The memo is the first documentation to emerge publicly out of the meeting between the adviser, Austan Goolsbee, and officials with the Canadian consulate in Chicago, but Goolsbee said it misinterprets what he told them. The memo was written by Joseph DeMora, who works for the consulate and attended the meeting.
Goolsbee disputed a section that read: "Noting anxiety among many U.S. domestic audiences about the U.S. economic outlook, Goolsbee candidly acknowledged the protectionist sentiment that has emerged, particularly in the Midwest, during the primary campaign. He cautioned that this messaging should not be taken out of context and should be viewed as more about political positioning than a clear articulation of policy plans."
"This thing about `it's more about political positioning than a clear articulation of policy plans,' that's this guy's language," Goolsbee said of DeMora. "He's not quoting me.
"I certainly did not use that phrase in any way," Goolsbee said.

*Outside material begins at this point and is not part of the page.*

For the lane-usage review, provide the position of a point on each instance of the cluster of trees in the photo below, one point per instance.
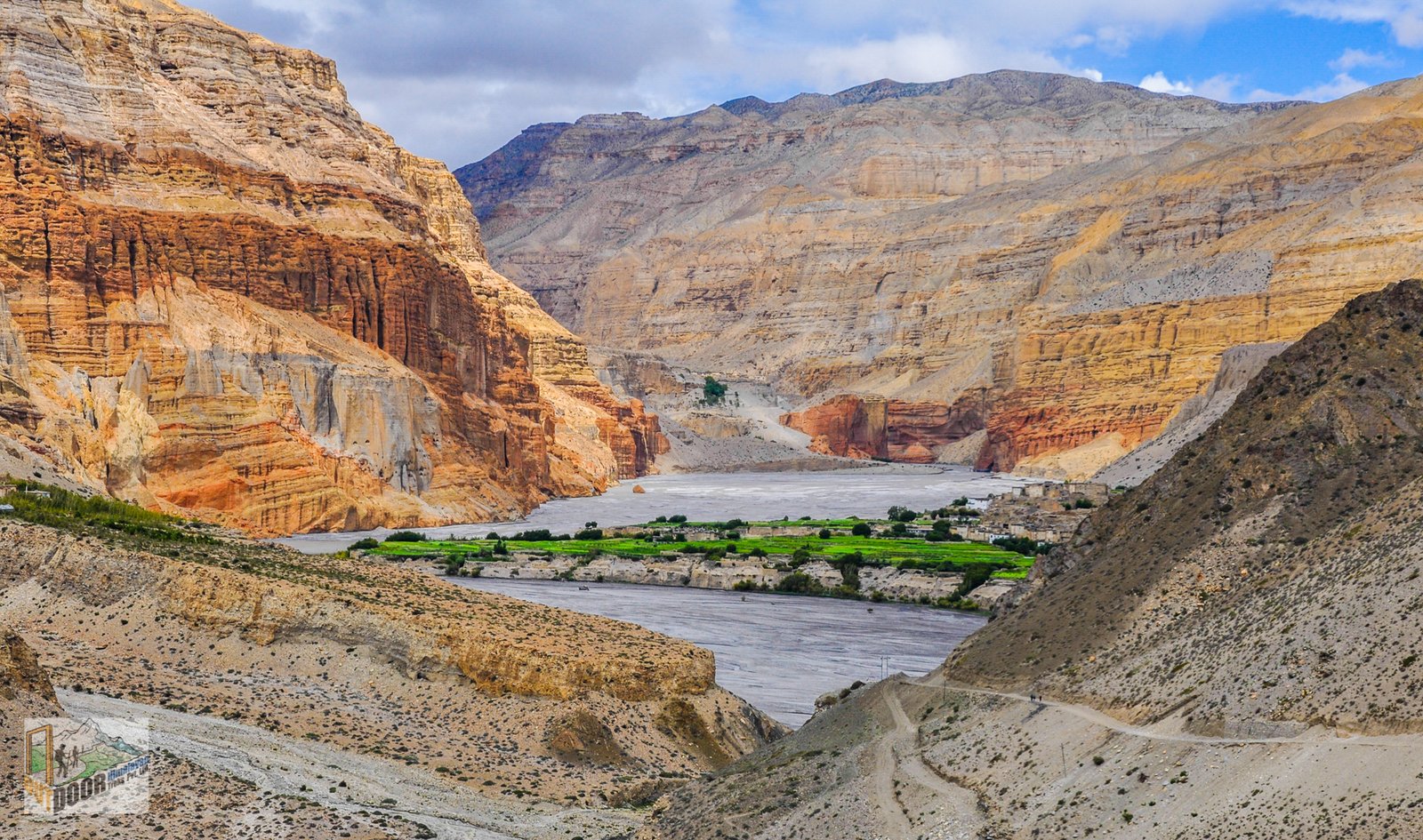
(1024, 546)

The meeting was first reported last week by Canadian television network CTV, which cited unnamed sources as saying that Goolsbee assured the Canadians that Obama's tough talk on the North American Free Trade Agreement is just campaign rhetoric not to be taken seriously. The Obama campaign and the Canadian embassy denied there was any inconsistency between what the candidate was saying publicly and what advisers were saying privately.